#
A constant factor approximation algorithm for reordering buffer management

##
Christopher Wood

In the reordering buffer management problem (RBM) a sequence of n
colored items enters a buffer with limited capacity $k$. When the buffer
is full, one item is removed to the output sequence, making room for the
next input item. This step is repeated until the input sequence is
exhausted and the buffer is empty. The objective is to find a sequence of
removals that minimizes the total number of color changes in the output
sequence. The problem formalizes numerous applications in computer and
production systems, and is known to be NP-hard.
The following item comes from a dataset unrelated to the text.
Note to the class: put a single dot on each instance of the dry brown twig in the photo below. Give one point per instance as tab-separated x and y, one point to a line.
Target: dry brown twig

We give the first constant factor approximation guarantee for RBM. Our
algorithm is based on an intricate “rounding” of the
solution to an LP
relaxation for RBM, so it also establishes a constant upper bound on the
integrality gap of this relaxation. Our results improve upon the best
previous bound of $O(\sqrt{\log k})$ of Adamaszek et al. (STOC 2011) that
used different methods and gave an online algorithm. Our constant factor
approximation beats the super-constant lower bounds on the competitive
ratio given by Adamaszek et al. This is the first demonstration of an
offline algorithm for RBM that is provably better than any online
algorithm.

(From a paper by Noa
Avigdor-Elgrabli and Yuval Rabani at SODA 2013.)